Madame M., que par soucis de confidentialité nous appellerons Tatie Danielle, a 84 ans. Elle vit à 800 mètres du cabinet. Elle est veuve. J’ai longtemps cru qu’elle vivait avec son fils (que par soucis de confidentialité nous prénommerons Tanguy) mais en fait, celui-ci passe régulièrement la voir ; en tout cas, il est souvent présent lors de mes visites.

Tatie Danielle a les antécédents les plus communs pour une patiente de son âge : hypertension artérielle et un peu d’arthrose qui rend ses déplacements difficiles. D’ailleurs, elle ne se mobilise jamais sans son rolator qui, vu le volume qu’il occupe, n’est, à mon avis, pas adapté à l’étroitesse de sa maison.

Tatie Danielle finit par m’adopter assez vite. Bien qu’elle ne jurait plus que par l’ancienne remplaçante, elle finit par m’appeler régulièrement, trop régulièrement.

L’une de mes dernières semaine-type au service de Tatie Danielle s’est donc déroulée ainsi :

Lundi matin 8H00

Message des secrétaires :

Demande de visite pour Mme M : Ventre pas souple, appel de l’infirmière. Visite URGENTE ce jour.

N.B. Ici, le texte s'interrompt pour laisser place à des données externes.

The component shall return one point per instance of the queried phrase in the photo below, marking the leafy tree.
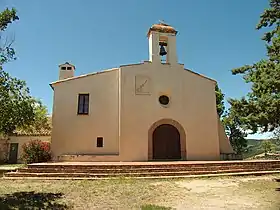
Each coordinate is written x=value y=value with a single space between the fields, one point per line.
x=7 y=53
x=17 y=108
x=235 y=133
x=219 y=101
x=260 y=110
x=267 y=146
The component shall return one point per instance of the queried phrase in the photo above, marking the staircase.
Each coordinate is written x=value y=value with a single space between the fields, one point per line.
x=105 y=170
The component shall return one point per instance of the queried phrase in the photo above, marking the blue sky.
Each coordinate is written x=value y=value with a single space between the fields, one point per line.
x=214 y=37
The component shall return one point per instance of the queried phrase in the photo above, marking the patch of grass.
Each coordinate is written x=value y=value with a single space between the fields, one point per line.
x=230 y=192
x=154 y=207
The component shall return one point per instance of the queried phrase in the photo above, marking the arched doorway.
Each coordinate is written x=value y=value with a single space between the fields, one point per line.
x=166 y=143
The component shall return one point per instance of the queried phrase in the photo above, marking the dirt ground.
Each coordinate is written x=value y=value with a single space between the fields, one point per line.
x=230 y=193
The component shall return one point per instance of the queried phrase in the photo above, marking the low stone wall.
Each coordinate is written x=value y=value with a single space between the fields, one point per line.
x=21 y=140
x=230 y=156
x=88 y=158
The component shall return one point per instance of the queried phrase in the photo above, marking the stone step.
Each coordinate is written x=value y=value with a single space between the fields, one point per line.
x=258 y=173
x=153 y=166
x=174 y=173
x=138 y=170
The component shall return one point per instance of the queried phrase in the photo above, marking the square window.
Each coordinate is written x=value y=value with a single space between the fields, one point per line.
x=99 y=142
x=83 y=104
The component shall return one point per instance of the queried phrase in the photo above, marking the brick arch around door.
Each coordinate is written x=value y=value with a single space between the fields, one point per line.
x=166 y=140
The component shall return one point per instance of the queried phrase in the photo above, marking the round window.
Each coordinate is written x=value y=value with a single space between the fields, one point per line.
x=164 y=100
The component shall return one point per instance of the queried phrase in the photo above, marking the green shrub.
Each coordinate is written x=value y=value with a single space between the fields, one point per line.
x=36 y=151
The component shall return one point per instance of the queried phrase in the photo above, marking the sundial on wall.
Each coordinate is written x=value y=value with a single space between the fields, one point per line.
x=142 y=84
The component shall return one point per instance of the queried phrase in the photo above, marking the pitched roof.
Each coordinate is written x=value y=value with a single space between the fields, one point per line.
x=163 y=28
x=81 y=76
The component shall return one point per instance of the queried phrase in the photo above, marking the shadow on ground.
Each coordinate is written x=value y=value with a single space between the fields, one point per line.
x=31 y=200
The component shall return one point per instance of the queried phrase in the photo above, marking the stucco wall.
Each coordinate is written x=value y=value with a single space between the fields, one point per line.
x=192 y=104
x=76 y=134
x=25 y=139
x=4 y=148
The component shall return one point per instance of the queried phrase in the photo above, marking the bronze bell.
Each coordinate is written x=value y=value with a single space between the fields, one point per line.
x=162 y=51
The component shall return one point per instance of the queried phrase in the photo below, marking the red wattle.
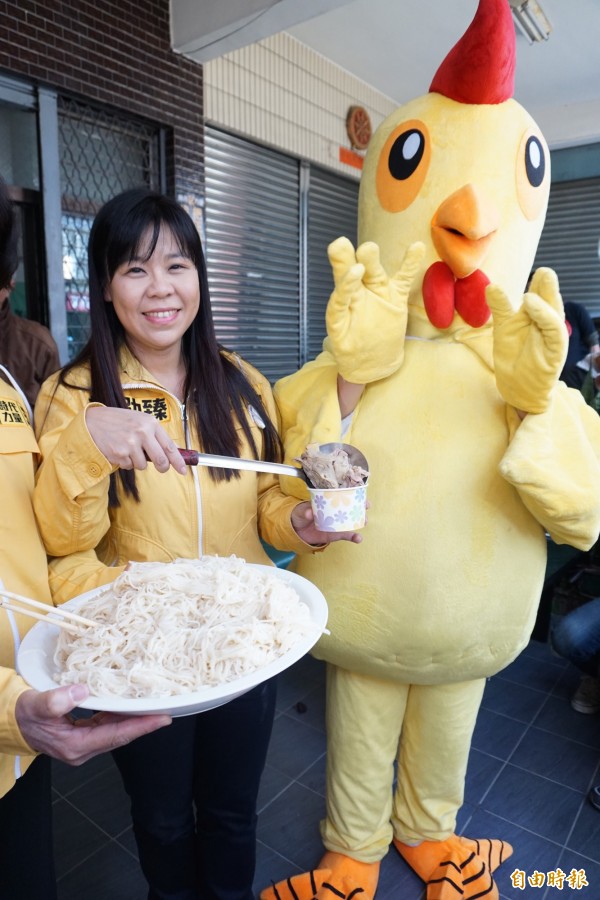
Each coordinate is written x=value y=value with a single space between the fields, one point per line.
x=469 y=299
x=438 y=295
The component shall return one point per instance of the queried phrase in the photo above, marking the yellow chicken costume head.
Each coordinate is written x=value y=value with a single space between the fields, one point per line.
x=466 y=170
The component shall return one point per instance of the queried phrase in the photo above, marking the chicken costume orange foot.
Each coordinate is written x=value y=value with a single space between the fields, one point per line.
x=338 y=877
x=457 y=867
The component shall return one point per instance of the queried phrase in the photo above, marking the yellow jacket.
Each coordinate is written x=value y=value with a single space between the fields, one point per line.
x=177 y=516
x=23 y=570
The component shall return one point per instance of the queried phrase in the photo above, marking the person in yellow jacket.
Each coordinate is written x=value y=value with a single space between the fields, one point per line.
x=33 y=723
x=449 y=376
x=151 y=379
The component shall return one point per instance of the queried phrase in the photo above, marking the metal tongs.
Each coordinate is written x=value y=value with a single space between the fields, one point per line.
x=195 y=458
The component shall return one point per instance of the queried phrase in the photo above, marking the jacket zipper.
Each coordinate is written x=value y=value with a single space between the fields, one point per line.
x=184 y=420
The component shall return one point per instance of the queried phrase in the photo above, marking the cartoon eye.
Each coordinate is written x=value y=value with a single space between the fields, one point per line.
x=533 y=175
x=403 y=165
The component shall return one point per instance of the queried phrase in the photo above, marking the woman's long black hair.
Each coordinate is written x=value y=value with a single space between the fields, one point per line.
x=216 y=389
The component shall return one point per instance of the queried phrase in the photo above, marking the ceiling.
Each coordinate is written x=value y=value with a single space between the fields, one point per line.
x=396 y=46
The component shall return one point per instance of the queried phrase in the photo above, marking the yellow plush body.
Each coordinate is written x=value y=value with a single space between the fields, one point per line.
x=475 y=451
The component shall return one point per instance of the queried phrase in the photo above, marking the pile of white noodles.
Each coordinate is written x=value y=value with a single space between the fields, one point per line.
x=172 y=628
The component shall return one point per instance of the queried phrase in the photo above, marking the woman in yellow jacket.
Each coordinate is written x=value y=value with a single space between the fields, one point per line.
x=33 y=723
x=153 y=378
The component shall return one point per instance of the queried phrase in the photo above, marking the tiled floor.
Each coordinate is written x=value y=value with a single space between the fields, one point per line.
x=532 y=762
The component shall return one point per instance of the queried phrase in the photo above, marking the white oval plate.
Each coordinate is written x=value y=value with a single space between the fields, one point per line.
x=35 y=661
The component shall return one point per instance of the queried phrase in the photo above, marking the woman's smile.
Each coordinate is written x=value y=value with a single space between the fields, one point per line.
x=156 y=297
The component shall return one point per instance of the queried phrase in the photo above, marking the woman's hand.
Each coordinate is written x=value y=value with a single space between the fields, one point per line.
x=305 y=528
x=45 y=723
x=129 y=439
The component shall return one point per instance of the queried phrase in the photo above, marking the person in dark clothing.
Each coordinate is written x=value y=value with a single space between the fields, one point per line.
x=583 y=340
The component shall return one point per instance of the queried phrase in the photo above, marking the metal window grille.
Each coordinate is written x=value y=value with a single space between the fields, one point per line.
x=101 y=154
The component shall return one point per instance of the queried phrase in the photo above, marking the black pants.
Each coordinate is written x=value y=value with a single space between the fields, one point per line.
x=193 y=789
x=26 y=857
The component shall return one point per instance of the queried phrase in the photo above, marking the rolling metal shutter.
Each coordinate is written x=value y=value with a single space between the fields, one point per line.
x=253 y=251
x=269 y=219
x=569 y=241
x=332 y=213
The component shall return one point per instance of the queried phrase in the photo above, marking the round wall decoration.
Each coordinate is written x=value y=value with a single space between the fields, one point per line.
x=358 y=127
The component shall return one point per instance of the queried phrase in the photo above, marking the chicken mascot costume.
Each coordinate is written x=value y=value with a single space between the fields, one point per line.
x=448 y=377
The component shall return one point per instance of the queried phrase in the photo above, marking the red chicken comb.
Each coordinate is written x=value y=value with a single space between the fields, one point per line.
x=480 y=68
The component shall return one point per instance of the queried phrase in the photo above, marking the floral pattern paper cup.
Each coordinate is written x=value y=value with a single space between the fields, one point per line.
x=339 y=509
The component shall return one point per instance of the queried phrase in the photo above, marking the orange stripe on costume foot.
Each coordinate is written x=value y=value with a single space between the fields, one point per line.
x=495 y=852
x=298 y=887
x=453 y=869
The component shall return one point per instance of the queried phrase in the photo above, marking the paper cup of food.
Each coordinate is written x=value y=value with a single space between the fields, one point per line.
x=339 y=509
x=338 y=475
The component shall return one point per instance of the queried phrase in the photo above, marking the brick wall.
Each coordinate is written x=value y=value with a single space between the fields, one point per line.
x=116 y=53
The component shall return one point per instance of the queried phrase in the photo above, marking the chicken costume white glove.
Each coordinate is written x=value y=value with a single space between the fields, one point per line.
x=530 y=344
x=367 y=311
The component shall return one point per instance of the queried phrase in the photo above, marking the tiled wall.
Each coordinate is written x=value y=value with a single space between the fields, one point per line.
x=117 y=53
x=280 y=92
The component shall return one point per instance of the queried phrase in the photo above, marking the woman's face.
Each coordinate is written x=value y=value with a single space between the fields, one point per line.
x=157 y=299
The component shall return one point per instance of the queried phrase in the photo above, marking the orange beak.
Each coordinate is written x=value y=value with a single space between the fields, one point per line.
x=463 y=228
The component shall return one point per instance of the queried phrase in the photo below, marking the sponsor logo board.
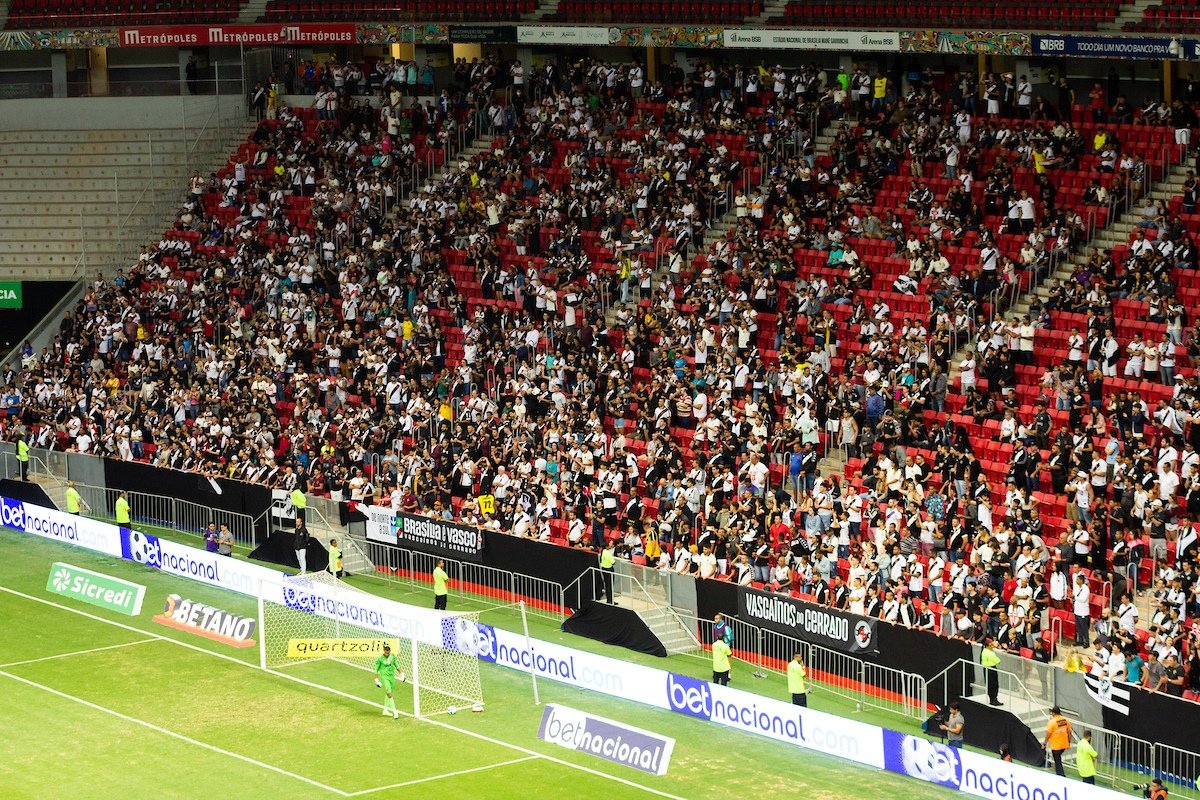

J’ai vite appris à décrypter les messages des secrétaires. Comme lorsqu’elles me laissent ce genre de message : « Demande de visite pour Mme C. : Elle ne va pas bien du tout ; elle n’arrive plus à respirer ». Au début, j’étais à deux doigts de lâcher le cabinet, faire le 15 et me rendre sur place puis j’ai vite compris que ce genre de messages signifiait  … « rhinopharyngite » …

Je me rends donc au domicile de la patiente.

-« Qu’est ce qui vous arrive Tat… euh… madame M. ? »

-« Ben euh … » Elle hésite, me regarde puis se mets la tête dans ses mains : « ça ne va pas du tout !! »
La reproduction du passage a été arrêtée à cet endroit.